Besides his fine essays on the Saint, many gems lie hidden in other essays on other subjects; indeed, it is significant of their fundamental kinship that Newman, in a variety of contexts, turns to St. Paul, and that then his style rises to great lyrical heights. 

Intriguingly, in calling Newman “the Saint,” Carroll had the chutzpah to “canonize” Newman sixty years before the Church did so, his act of presumption proving prophetic! Equally intriguingly, Carroll confessed that his work on the Newman anthology had “personal overtones” because his wife was a direct descendant of Newman’s brother.

It was, however, The Stranger which was Carroll’s most acclaimed and commercially successful work, being translated into French, German, and, rather bizarrely, Malayalam, a language spoken in parts of India. 

At the conclusion of his essay for The Book of Catholic Authors, Carroll expressed his hopes for the future: “My future work will, to a considerable extent, be in the biographical field; but there are a few themes for novels germinating in my mind, and I hope that they will prove fruitful in the not-too-distant future.” These words, written almost sixty-five years ago, appear almost tragic in retrospect. Indeed, they might remind us of Hamlet’s last words: “The rest is silence.” 

Hamlet died upon uttering these words whereas Carroll would live until 2012, being in his mid-nineties when he died. It seems that everything he did after 1960 has been lost to posterity. The only other biographical sketch that I have been able to find online consists of two brief paragraphs, most of which refers to his work in the 1940s and ’50s. Apparently, he was a teacher in both Dublin and London and continued to write through the sixties and seventies. The rest is silence…

Considering Malachy G. Carroll’s obscurity, his sinking beneath the inexorable and unforgiving sands of time, we should rejoice that Cluny Media has published a new edition of The Stranger, rescuing it from oblivion. John Emmet Clarke and Scott W. Thompson of Cluny Media are themselves unsung heroes of Christendom, rescuing the literary legacy of the Catholic revival of the twentieth century and introducing it to new generations in our own beleaguered times. May their work continue to prosper.

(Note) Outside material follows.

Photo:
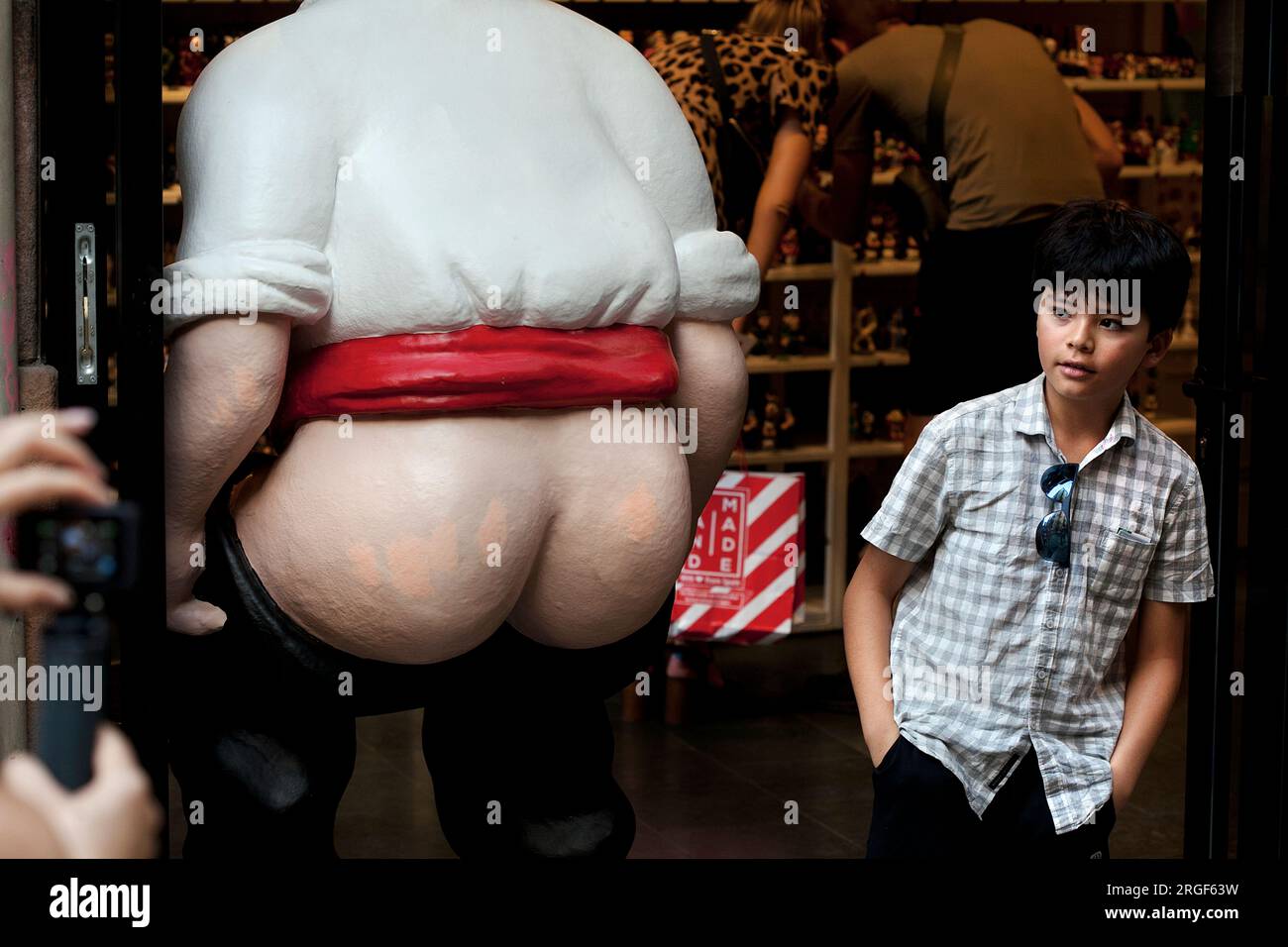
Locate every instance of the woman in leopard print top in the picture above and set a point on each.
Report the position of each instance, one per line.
(780, 98)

As for Malachy G. Carroll, he deserves to be celebrated and his praises sung for the writing of this one solitary and special novel.

Many of us like to think that we have one novel within us. For most of us, it is merely wishful thinking. Malachy G. Carroll might have had only one novel in him, and he might have only one novel to his largely unknown name, but it’s a minor classic that every Catholic should read. We should sing his praises and celebrate his achievement by purchasing a copy of the Cluny Media edition. The Stranger deserves lasting fame; and its author need not be a stranger to fame. The rest need not be silence.